Hier einige ausgewählte Highlights:

  • Die Endfassung des Hinweises soll im 1. Quartal 2020 veröffentlicht werden. 
  • Es wird daran gearbeitet, den Hinweis in Abstimmung mit BMWi und BAFA zu finalisieren, um eine einheitliche Auslegungshilfe zu schaffen. 
  • Die BNetzA betonte, dass diejenigen, die sich um eine Drittmengenabgrenzung auf Grundlage des Hinweises bemühen, das sog. Infektionsrisiko regelmäßig nicht fürchten müssen. Als Infektionsrisiko wird das Risiko bezeichnet, dass auch geringe Fehler bei der Drittmengenabgrenzung EEG-Privilegien für die Gesamtstrommengen eines Unternehmens entfallen lassen können. Die BNetzA stellte aber auch zugleich klar, dass sich jeder EEG-Begünstigte dringend um das Thema kümmern sollte!
  • Besonders plastisch hat die BNetzA auch ihre Überzeugung formuliert, dass die Hinweise dazu dienen, Sinnvolles zu tun, aber „Quatsch zu vermeiden“. Darin kann man sie nur bestärken!
  • Das wichtigste Kernstück des Hinweises sind die Beispielsfälle, bei denen grds. ein geringfügiger Verbrauch, also eine Bagatelle, auch bei der Überschreitung eines Haushaltskundenverbrauchs vorliegen soll. Hierzu stellte die BNetzA in Aussicht, die Fälle weiter zu konkretisieren. Es wird wohl weniger Beispiele für Verbrauchsgeräte, aber mehr Verbrauchskonstellationen geben, in denen eine Bagatelle zu unterstellen ist.
  • Die für andere Bagatellfälle relevante Grenze des Haushaltskundenverbrauchs wird wohl nicht angehoben, sondern bleibt bei maximal 3.500 kWh/Jahr.    
  • Erfreulich und besonders praxistauglich ist die neue Überlegung, in einem Jahr geschätzte Werte – ggf. mit Sicherheitsaufschlägen – ohne weitere Darlegungen für andere Jahre verwenden zu können, sofern die Voraussetzungen der Schätzungen in diesen Jahren vorliegen. Das ist sehr zu begrüßen, da Unternehmen, die eine Schätzung für das vergangene Jahr vorgenommen haben, diese Werte in die Vergangenheit und zumindest bis einschließlich 2020 nutzen können. Voraussetzung ist dabei jedoch, dass es keine wesentlichen Änderungen gab.  

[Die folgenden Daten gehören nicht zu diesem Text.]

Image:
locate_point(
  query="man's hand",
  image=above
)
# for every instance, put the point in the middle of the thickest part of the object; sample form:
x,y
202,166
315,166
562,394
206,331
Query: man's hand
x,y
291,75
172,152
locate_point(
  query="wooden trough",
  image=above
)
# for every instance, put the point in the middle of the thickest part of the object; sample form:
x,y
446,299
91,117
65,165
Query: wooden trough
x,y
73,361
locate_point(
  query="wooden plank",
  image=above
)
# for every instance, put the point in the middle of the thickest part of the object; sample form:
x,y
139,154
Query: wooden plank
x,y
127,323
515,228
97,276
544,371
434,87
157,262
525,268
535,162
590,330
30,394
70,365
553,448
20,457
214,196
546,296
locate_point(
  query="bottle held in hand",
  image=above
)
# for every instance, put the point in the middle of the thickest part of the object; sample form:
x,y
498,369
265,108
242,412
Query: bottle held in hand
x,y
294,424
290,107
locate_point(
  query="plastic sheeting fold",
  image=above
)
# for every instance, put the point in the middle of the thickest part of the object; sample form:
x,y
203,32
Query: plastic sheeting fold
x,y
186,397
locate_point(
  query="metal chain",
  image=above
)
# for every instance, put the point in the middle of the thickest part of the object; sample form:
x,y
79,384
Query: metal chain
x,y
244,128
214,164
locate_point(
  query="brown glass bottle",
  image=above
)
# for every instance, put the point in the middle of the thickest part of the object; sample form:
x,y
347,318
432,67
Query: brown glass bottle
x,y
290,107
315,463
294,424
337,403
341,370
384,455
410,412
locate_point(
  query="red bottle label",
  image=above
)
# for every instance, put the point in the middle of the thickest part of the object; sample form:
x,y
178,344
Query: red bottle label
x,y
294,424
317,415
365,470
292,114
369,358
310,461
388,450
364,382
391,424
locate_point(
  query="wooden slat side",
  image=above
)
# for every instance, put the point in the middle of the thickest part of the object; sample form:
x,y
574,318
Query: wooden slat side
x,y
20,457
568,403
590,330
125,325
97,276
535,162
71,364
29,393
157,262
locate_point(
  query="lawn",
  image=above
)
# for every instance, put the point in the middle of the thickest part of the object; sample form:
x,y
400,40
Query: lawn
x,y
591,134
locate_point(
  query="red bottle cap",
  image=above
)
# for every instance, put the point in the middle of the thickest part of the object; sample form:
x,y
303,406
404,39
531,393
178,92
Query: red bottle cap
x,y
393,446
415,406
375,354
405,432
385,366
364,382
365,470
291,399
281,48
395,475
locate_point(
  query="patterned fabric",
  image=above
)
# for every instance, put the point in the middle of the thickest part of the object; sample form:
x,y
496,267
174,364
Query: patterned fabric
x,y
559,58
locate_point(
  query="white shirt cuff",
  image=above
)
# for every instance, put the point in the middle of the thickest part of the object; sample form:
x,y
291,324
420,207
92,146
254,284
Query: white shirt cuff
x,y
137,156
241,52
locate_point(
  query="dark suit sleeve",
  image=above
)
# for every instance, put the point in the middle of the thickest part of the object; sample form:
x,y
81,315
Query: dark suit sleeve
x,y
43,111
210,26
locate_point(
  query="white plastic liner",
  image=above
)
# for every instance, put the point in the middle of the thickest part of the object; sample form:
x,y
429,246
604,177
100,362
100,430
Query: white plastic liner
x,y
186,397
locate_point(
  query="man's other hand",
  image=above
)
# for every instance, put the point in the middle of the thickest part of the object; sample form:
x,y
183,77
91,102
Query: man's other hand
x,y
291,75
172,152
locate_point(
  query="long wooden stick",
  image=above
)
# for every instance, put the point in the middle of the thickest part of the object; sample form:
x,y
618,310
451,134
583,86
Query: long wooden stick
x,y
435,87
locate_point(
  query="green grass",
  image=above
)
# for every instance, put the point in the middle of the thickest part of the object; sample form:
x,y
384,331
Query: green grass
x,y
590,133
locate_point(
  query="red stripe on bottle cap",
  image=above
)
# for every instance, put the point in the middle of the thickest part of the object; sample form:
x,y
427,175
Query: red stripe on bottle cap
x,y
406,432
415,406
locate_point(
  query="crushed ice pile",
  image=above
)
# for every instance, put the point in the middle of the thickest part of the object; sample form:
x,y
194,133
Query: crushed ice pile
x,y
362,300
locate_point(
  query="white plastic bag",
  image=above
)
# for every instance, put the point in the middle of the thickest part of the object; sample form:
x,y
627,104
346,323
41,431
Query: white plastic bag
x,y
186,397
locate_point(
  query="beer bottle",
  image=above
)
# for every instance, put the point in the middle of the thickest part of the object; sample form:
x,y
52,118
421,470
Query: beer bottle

  • Die BNetzA betonte, dass Schätzungen ab 2021 nur noch in den Ausnahmefällen des § 62b Abs. 2 EEG rechtmäßig sind. Wann jedoch eine Messung unvertretbar und wirtschaftlich unzumutbar ist, konnte sie nicht konkretisieren. Sie ermunterte jedoch dazu, ihr Vorschläge für eine praktikable Berechnungsformel zu präsentieren. Ein Angebot, dass insbesondere die Verbände nutzen sollten, um in diesem wichtigen Punkt mehr Rechtssicherheit zu schaffen.
  • Für Verwirrung sorgte die Aussage der BNetzA, dass dauerhafte, geeichte Beispielmessungen, die auf eine Vielzahl von gleichartigen Geräten oder Gerätepools übertragen werden, nicht einer geeichten Messung gleichstehen, sondern (ab 2021) nur unter den Voraussetzungen des § 62b Abs. 2 EEG möglich sind. Das hatten die meisten Teilnehmer, RGC einschließlich, bisher anders im Hinweis verstanden. Rauszuhören war jedoch, dass in diesen Fällen zumindest an die Voraussetzungen des § 62b Abs. 2 EEG keine allzu hohen Anforderungen gestellt werden müssen. Dies forderte RGC massiv ein.
  • Besonders intensiv wurde diskutiert, ob und ggf. in welchen Fällen die für die Eigenerzeugung und Eigenversorgung benötigten ¼ h-Werte geschätzt werden sollten. In dem aktuellen Hinweis erwähnt die BNetzA als Schätzungsmethoden ausschließlich SLP´s und die gewillkürte Nachrangregelung. RGC hat sich mit Nachdruck dafür eingesetzt, dass darüber hinaus auch ¼ h-Schätzungen nach denselben Grundsätzen wie bei Schätzungen von Jahresmengen (z.B. für BesAR-Nutzer) ermöglicht werden. Gerade bei der Anerkennung von ¼ h-Schätzungen bis einschließlich 2020 sind wir optimistisch.

Sobald die endgültige Fassung des Hinweises veröffentlicht ist, werden wir Sie selbstverständlich hier wieder informieren und einen Praxisworkshop zur Anwendung der neuen Vorgaben anbieten.